«Quando una frase non ha senso non posso fingere che l’abbia»

Avevamo intervistato Franca Cavagnoli - traduttrice e docente di traduzione letteraria - a proposito dei calchi in traduzione. Poi c’è stata la reazione, un po’ maschilista e avulsa dai ragionamenti fatti in quell’articolo, di Faletti.
Ci ritroviamo, dunque?
«Sì, perché alcune precisazioni sono opportune. Certo non voglio entrare nella polemica».
Ascoltiamo le precisazioni.
«Ho cercato di fare un discorso articolato. Il nocciolo è che quando ci si trova di fronte a un’espressione idiomatica non si può tradurla facendola sembrare un’invenzione linguistica. Nel suo saggio Riflessioni teoriche e pratiche sulla traduzione, Umberto Eco ci ricorda che una piccola infedeltà linguistica può garantire una fedeltà culturale».
Pensa che sia il caso di Faletti?
«Non posso saperlo perché non sono nella mente o nell’inconscio linguistico di Faletti».

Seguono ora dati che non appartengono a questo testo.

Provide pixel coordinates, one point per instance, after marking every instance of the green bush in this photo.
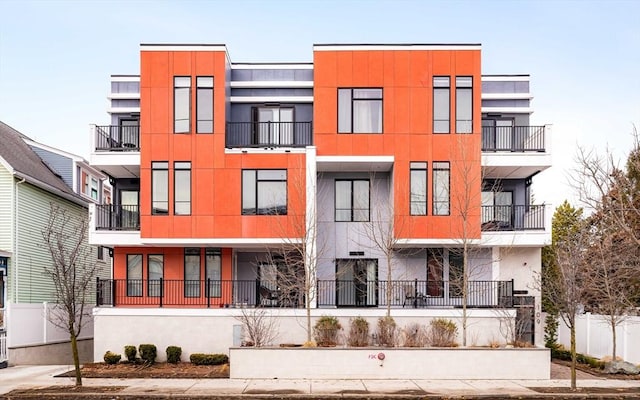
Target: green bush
(148, 353)
(443, 333)
(386, 331)
(325, 331)
(208, 359)
(111, 358)
(173, 354)
(358, 332)
(130, 352)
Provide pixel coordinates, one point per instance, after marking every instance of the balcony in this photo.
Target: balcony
(513, 217)
(330, 293)
(513, 138)
(268, 134)
(117, 138)
(111, 217)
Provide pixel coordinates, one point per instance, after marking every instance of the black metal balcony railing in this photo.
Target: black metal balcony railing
(118, 138)
(113, 217)
(513, 138)
(512, 218)
(330, 293)
(269, 134)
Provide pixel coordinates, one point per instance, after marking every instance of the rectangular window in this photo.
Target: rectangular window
(181, 104)
(464, 103)
(352, 200)
(441, 183)
(360, 110)
(213, 271)
(204, 104)
(182, 188)
(94, 189)
(418, 195)
(191, 272)
(159, 188)
(155, 272)
(134, 274)
(264, 192)
(441, 104)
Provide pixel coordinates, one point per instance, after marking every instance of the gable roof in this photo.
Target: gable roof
(28, 165)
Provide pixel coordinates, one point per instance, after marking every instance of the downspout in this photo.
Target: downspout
(17, 240)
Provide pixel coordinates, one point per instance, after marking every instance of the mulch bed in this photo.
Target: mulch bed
(158, 370)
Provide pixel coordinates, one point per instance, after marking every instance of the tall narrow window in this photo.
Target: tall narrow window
(352, 200)
(441, 104)
(159, 187)
(204, 104)
(418, 195)
(134, 274)
(182, 188)
(155, 272)
(181, 104)
(464, 102)
(359, 110)
(264, 192)
(213, 271)
(191, 272)
(441, 188)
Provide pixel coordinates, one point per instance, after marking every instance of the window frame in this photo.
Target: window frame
(151, 283)
(448, 103)
(175, 91)
(198, 88)
(180, 167)
(335, 200)
(156, 167)
(435, 167)
(256, 197)
(419, 166)
(136, 283)
(352, 101)
(460, 88)
(191, 286)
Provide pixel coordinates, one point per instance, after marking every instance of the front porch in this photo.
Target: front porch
(328, 294)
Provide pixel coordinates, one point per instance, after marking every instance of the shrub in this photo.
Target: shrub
(325, 331)
(386, 331)
(130, 352)
(358, 332)
(414, 335)
(111, 358)
(208, 359)
(443, 333)
(148, 353)
(173, 354)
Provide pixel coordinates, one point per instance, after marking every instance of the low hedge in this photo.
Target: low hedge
(208, 359)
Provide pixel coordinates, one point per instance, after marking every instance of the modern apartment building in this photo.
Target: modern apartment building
(220, 169)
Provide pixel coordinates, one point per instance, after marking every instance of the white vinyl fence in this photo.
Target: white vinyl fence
(28, 325)
(593, 337)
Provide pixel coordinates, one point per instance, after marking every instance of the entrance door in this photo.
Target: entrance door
(130, 213)
(275, 125)
(357, 282)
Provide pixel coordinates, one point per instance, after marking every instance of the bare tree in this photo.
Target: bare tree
(72, 272)
(567, 285)
(259, 326)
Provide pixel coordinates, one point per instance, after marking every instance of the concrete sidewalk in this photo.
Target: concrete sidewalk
(32, 377)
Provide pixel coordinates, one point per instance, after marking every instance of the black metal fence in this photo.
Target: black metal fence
(513, 138)
(114, 217)
(512, 217)
(269, 134)
(118, 138)
(330, 293)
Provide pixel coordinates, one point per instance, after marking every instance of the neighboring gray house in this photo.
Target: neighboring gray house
(32, 176)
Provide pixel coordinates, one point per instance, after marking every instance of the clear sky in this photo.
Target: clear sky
(583, 56)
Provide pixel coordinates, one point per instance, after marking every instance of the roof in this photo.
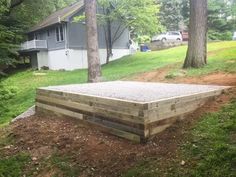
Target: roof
(58, 16)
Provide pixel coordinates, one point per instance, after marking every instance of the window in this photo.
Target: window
(59, 33)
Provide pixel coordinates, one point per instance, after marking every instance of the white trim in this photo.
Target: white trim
(69, 59)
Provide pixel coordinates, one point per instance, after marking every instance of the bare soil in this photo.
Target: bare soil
(100, 154)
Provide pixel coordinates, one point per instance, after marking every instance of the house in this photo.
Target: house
(58, 42)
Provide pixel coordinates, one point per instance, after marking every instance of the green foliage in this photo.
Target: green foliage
(213, 143)
(222, 58)
(14, 22)
(138, 15)
(143, 39)
(13, 166)
(170, 14)
(214, 35)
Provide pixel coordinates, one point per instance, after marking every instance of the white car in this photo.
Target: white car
(234, 36)
(169, 36)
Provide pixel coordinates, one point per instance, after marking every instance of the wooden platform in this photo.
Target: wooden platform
(132, 110)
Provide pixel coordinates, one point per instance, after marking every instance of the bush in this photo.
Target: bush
(6, 93)
(222, 36)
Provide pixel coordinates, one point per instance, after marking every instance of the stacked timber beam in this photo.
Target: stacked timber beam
(133, 120)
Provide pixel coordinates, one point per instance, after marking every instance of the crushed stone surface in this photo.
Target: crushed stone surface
(135, 91)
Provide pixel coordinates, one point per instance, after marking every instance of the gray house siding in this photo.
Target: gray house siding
(77, 35)
(52, 43)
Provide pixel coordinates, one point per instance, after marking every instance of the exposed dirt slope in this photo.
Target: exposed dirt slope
(99, 154)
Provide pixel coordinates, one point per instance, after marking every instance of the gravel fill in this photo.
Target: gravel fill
(135, 91)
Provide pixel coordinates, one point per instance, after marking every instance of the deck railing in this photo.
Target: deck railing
(34, 44)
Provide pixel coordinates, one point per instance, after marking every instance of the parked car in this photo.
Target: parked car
(234, 36)
(144, 48)
(168, 36)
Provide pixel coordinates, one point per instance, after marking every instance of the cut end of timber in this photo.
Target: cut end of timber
(132, 110)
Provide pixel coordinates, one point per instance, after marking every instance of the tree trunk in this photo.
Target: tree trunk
(196, 54)
(94, 68)
(109, 39)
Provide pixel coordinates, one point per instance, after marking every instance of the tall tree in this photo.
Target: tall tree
(94, 68)
(196, 54)
(116, 16)
(170, 13)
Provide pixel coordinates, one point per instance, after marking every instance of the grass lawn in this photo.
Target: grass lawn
(209, 148)
(17, 91)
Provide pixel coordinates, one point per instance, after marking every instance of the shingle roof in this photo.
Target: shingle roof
(58, 16)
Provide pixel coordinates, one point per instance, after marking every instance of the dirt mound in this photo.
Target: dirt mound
(97, 153)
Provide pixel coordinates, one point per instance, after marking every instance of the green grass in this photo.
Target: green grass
(209, 151)
(20, 86)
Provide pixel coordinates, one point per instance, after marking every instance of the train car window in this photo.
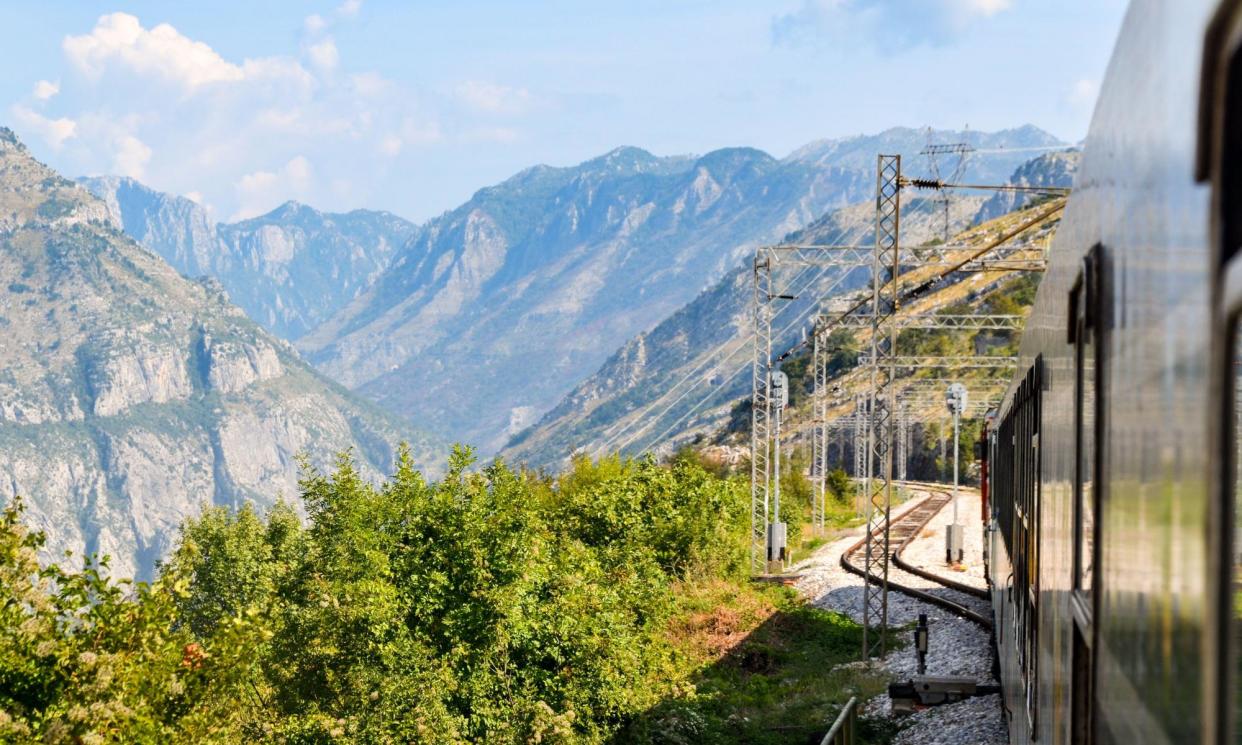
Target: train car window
(1220, 157)
(1084, 334)
(1016, 498)
(1086, 328)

Avevamo parlato dell’uso che del calco si può fare nel romanzo italiano...
«Sì. Se ci sono ragioni narrative e artistiche forti i calchi possono esprimere qualcosa di profondo, come un disagio nell’abitare un luogo tra due lingue e due culture, e dare esiti letterari alti.

Posso ben immaginare un personaggio bilingue che fa dei calchi o che fa un uso inconscio dell’inglese perché abituato a parlare in inglese».
Ma la frase di Faletti sul gatto e «le sue semplici implicazioni feline»?
«Se la trovassi in una traduzione me ne chiederei il significato. E metterei accanto dei punti interrogativi».